House of Dragons (Royal Houses 1)
“We should go,” Fordham said, reading her mood.
“Yes, I think so.”
Darkness had truly fallen in the village, but no one would be the wiser. Street performers had come out to dance and sing and play music. Taverns were open, and customers sprawled out onto the steps. A dance had started in the intersection to Painters Row. Merriment was had all around.
“I never knew anything like this existed,” Fordham admitted as they passed row after row of dancers.
“Is the House of Shadows so different? No dancing? No music?”
His eyes grew distant. “There is music and dancing, but it’s not like this. We have been closed off in our world for a thousand years. No one leaves, and only humans dare to cross our borders—and most do it by accident. We have made our own city our own realm.”
“That sounds isolating,” she admitted. Though she did not ask the question she wanted to know—how exactly had he gotten out?
“It likely helps that the majority of us do not know any different,” he admitted. “They have not seen the streets full like this. They do not know the joy of running for miles in any direction. They have not been permitted life.”
“That’s terrible. The stories… they make the House of Shadows seem like… like monsters. But this sounds like a horror that should not be bestowed on anyone. To be so isolated would be true torture.”
Fordham didn’t have to say anything for her to know that he agreed. Especially now, after tonight.
They returned to the mountain. Kerrigan realized she was still a little tipsy from the drinks. Waking up at dawn to run for miles didn’t sound tempting in the least. But she just enjoyed the lightness in her head as they headed back to their rooms. When they came to the place where their paths diverged, she stopped in anticipation. Not quite ready to say good-bye.
But Fordham gently took her hand. “I’ll walk you.”
Her heart thudded in her chest. He released her hand and they walked together, side by side, tension brimming between them. She had felt desire and obsession but nothing like this.

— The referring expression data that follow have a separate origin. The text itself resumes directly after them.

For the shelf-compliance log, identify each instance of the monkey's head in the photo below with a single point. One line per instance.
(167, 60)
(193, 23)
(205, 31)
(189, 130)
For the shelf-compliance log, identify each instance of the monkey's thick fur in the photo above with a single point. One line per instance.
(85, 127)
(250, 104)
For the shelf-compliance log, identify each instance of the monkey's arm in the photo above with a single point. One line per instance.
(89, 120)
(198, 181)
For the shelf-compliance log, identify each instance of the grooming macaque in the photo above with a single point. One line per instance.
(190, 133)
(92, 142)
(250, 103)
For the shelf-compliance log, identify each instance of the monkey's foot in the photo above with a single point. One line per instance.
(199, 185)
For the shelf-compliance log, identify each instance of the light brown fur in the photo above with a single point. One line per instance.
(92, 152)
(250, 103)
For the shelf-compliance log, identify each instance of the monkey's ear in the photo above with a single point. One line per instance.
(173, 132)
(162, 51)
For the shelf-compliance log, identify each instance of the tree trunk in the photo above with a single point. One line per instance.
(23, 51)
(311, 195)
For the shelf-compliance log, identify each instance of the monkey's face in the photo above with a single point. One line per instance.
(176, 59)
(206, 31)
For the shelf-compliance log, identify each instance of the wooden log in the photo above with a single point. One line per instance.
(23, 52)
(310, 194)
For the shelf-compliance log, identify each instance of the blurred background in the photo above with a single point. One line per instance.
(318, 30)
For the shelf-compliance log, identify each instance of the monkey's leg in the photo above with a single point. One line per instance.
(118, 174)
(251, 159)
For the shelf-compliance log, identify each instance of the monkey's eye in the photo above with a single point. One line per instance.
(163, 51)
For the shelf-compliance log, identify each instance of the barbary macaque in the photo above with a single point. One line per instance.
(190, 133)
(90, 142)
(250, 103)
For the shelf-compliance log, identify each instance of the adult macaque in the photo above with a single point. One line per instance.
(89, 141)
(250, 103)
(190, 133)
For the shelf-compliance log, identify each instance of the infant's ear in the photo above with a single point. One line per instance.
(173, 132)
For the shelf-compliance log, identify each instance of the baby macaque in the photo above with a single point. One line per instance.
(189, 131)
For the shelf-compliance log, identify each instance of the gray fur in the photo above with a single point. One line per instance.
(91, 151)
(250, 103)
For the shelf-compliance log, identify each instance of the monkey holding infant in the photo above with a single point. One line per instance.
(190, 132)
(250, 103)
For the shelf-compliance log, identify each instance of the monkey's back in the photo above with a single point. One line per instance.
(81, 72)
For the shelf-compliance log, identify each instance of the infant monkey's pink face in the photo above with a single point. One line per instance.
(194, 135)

Nothing where her entire insides squirmed and shivered at the mere touch. Suddenly, her mouth was dry. She had no words for how she felt in that moment.

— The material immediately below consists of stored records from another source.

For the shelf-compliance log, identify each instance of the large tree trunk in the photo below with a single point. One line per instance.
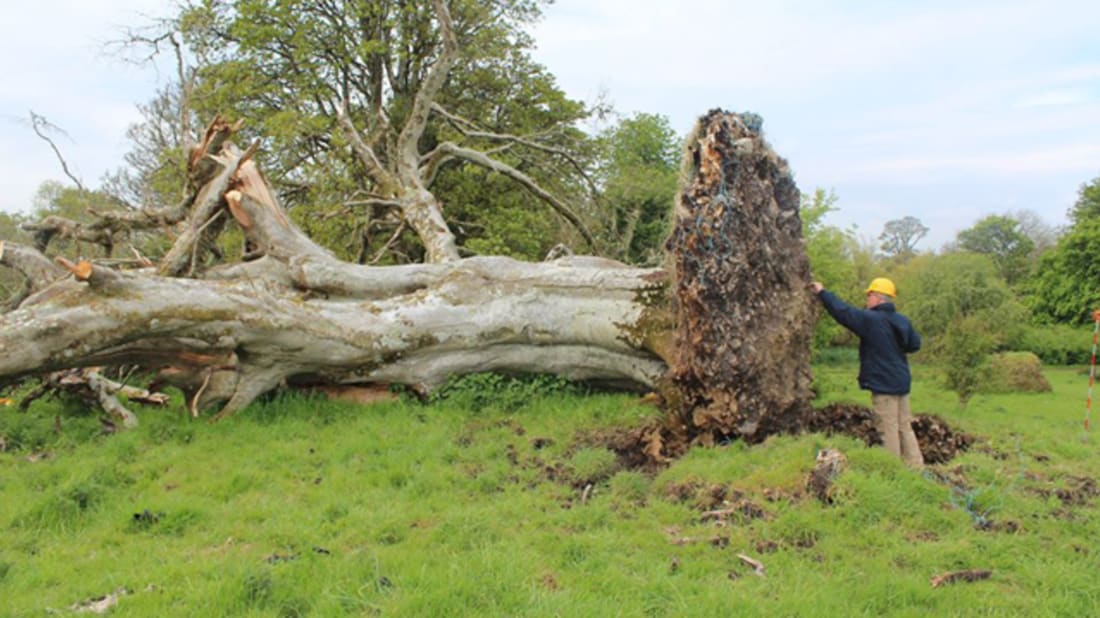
(725, 340)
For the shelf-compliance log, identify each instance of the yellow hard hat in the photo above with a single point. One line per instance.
(882, 285)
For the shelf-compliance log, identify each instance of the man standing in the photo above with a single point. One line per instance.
(886, 337)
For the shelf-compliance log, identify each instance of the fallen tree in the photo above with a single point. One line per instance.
(722, 333)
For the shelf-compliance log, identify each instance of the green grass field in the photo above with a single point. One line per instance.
(477, 507)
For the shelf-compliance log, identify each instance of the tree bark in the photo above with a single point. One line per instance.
(723, 334)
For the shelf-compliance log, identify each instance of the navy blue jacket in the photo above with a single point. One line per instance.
(884, 338)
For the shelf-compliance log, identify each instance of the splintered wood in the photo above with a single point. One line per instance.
(741, 362)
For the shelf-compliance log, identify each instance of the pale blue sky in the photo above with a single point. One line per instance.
(946, 111)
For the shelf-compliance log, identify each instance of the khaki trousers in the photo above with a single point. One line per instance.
(894, 422)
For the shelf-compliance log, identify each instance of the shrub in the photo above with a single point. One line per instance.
(1057, 344)
(502, 392)
(964, 349)
(1016, 372)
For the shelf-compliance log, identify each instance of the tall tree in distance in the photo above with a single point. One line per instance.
(1001, 239)
(900, 236)
(638, 174)
(1067, 285)
(363, 106)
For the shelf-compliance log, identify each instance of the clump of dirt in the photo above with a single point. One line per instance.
(651, 447)
(938, 442)
(1080, 490)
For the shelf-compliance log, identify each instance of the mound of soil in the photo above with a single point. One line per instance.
(939, 443)
(651, 447)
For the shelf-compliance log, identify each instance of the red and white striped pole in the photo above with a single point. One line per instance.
(1092, 367)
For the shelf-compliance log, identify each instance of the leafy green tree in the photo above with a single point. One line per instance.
(964, 310)
(1087, 206)
(292, 68)
(1067, 285)
(1001, 239)
(1042, 234)
(900, 236)
(638, 162)
(833, 254)
(966, 346)
(938, 290)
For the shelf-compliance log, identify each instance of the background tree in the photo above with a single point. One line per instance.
(1001, 239)
(964, 310)
(639, 158)
(386, 122)
(1067, 285)
(900, 236)
(1043, 235)
(1087, 206)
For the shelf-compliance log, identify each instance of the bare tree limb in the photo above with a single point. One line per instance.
(483, 159)
(471, 130)
(365, 153)
(40, 124)
(409, 138)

When they reached her door, she expected him to release her and go. But he hovered there before her, and for a moment, she was too frightened of what she would find when she looked up. For all her bluster about not being afraid, about controlling her fear, deep down, she had never been more afraid. She could master herself in life-or-death situations because she had to. But this?
“Kerrigan,” he said.
Her body shivered at the use of her name. All this time, he’d never really called her by her name. And now, to hear it from him in this moment, her body turned to mush.
“Look at me,” he commanded in the soft, urgent voice of his.
Slowly, she pushed down all her trembling fears and met his gray eyes. They were the same eyes she had been looking into for weeks. The same face that she had wanted to see smile—really smile—so she had brought him for a poetry reading. The man with a dozen layers and a million secrets. She had no hope of unraveling them all, but somehow, she was pulling them back inch by inch. And he was doing the same. Despite her fear—or maybe because of it—she realized just how much she wanted this.
“Who are you?” he asked softly.
“Who… who am I?” she asked with concern.
“You are nothing like I expected.”
“Nor are you, princeling,” she said with a smirk.
He brushed a lock of her red curls out of her face and his finger ran along her jaw. She didn’t breathe for the length of that touch. She wanted to move into it, but they were on a precipice. As if at any moment they could plunge forward into oblivion or be wrenched backward. And she didn’t want to be the thing that scared him off.
“I mean it. I was raised to believe that humans and half-Fae were different than full-blooded Fae. No, not just different… they were an abomination. Lower functioning and barely capable of more than servitude. Fae were silenced for even questioning those basic teachings. So, when you were sent to me that first day, I assumed the Society was trying to slight me for bending their rules and finding a loophole.”
“But they weren’t,” she whispered.
“No, I see now that they actually sent their best.”
She laughed shyly. “I wouldn’t say their best.”
“You are the first human or half-Fae I have ever been allowed more than a passing interest in. And everything I was taught was wrong,” he told her plainly.
She swallowed, taken in by his confession. She had known that the House of Shadows had these beliefs, but hearing them told such made her heart ache. The lies that were spread about her people. It was heartbreaking.